After weeks of processing, the collective angst I felt in my travels, finally it went through me. I was supposed to let it marinate for awhile to cleanse with ho’oponopono but I reacted, triggered and buttons I wasn’t aware exist were pushed.
We attract what we are. The remnants of it was then further triggered by my fellow awakened Masters. I was out of sorts. I’m always calm and at peace but this time I was perplexed at how “troubled” I became not just on the outside but on the inside as well.
The volcano that was lying dormant within me wanted to unleash flowing lava of wrath. I felt what most felt – hopelessness saying – no matter what I did, the world will never change.
What a devastation for me to come up with such thought.
I felt I was teleported back to the past and resume where I left off. And for 7 years of wandering into spirtuality and new age beliefs, I felt I’ve done nothing, nor did I change a teenie weenie bit.
I decided to let it flow out of me fully.
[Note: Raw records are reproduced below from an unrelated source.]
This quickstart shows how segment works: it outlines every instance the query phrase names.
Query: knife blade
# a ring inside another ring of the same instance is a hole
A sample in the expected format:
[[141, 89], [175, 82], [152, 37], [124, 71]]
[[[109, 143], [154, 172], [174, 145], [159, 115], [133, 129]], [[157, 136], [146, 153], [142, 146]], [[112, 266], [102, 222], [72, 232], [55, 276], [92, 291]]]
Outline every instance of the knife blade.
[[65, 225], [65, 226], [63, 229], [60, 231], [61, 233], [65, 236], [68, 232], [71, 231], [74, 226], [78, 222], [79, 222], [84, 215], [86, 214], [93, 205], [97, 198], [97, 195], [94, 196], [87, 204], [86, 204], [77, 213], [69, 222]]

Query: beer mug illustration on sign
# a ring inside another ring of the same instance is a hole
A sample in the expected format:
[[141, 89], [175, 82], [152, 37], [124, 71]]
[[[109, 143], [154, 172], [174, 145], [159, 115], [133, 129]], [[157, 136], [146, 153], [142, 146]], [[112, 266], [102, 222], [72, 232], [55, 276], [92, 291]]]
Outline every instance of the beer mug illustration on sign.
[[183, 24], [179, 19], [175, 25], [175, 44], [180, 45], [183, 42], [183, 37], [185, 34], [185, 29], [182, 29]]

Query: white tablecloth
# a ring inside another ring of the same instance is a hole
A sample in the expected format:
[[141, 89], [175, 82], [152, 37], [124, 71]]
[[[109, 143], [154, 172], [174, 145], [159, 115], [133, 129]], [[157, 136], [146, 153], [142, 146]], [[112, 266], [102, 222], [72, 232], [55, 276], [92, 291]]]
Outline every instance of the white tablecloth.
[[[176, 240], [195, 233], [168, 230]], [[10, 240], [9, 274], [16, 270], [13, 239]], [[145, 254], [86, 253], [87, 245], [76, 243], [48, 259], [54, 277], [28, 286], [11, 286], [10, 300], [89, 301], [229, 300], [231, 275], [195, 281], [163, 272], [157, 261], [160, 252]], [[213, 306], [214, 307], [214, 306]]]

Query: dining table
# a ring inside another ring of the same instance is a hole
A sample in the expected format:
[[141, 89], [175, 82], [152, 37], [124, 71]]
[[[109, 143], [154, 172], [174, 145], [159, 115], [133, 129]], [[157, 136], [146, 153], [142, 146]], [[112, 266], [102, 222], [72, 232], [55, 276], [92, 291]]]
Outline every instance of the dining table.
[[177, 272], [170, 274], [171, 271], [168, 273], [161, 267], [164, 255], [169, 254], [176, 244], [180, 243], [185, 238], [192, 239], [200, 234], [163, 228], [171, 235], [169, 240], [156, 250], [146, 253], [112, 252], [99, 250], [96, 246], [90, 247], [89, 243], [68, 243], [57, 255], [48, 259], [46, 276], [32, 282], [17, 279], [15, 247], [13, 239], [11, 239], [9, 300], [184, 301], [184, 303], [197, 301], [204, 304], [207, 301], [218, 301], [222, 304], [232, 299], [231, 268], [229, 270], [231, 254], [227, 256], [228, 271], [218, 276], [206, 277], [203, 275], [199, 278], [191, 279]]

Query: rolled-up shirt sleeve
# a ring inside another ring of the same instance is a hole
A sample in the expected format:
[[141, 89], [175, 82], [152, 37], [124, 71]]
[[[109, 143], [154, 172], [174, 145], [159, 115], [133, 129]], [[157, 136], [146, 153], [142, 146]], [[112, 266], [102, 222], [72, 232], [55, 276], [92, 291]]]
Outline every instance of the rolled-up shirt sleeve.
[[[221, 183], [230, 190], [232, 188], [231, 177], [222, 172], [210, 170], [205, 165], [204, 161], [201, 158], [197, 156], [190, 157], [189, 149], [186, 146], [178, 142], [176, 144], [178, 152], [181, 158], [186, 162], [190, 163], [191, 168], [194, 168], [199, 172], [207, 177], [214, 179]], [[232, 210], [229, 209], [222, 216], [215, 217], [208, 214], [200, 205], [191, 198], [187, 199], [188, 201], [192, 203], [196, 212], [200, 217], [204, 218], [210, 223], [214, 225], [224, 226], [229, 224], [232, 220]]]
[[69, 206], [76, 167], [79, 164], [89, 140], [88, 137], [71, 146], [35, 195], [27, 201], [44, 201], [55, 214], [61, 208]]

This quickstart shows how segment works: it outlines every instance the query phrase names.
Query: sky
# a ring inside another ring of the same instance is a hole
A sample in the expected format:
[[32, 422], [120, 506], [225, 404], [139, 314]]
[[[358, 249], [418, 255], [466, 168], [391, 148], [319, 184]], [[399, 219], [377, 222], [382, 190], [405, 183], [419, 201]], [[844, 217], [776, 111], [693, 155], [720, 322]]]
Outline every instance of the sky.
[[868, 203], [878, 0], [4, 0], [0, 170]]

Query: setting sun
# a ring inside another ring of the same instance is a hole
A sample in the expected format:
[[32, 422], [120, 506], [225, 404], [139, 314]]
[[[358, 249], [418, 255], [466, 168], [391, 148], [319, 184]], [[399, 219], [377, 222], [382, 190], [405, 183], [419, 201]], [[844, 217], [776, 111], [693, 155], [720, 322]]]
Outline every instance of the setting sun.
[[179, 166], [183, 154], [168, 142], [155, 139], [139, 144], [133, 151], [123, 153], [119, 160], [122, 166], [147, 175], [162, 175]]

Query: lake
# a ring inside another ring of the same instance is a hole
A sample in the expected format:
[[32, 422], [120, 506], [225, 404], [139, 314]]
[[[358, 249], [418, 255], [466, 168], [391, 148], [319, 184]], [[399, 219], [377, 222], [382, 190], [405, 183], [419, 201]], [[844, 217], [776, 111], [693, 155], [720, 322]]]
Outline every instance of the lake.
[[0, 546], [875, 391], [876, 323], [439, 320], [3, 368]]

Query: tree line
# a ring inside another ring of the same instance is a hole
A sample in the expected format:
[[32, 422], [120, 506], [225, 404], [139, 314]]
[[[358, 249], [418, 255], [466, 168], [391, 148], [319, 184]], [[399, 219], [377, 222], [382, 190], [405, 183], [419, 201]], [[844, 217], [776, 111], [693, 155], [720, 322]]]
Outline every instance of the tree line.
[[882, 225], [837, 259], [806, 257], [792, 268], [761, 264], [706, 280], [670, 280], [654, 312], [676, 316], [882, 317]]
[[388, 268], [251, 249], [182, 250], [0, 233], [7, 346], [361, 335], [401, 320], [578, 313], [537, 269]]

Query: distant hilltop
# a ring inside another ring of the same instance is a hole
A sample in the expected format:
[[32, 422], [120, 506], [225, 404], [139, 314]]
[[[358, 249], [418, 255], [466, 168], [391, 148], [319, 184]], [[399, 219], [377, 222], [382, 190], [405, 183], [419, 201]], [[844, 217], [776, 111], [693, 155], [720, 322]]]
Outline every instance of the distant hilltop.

And then I resume my happy ways. Some parts of me felt coerced to do something about it. But one cannot think straight when she is erupting lava. So let it all cool down and I shall see if, this is just a passing phase for me to learn/unlearn. Or should I be doing something about it.
I forgot my hooponopono techniques to be aware that I’m part of the collective and perhaps I too play a part in this collective angst.
I’m sorry. Please forgive me. I love you. Thank you. Its not a chant but it’s cleansing of web linked thoughts and beliefs of women and men in this whole wide world. Cleansing them, is healing the nonpositive vibes, connection, cords in and around it.
So a new solution will present itself. And by then, the angst shall be extinguished by the loving words and energies expressed.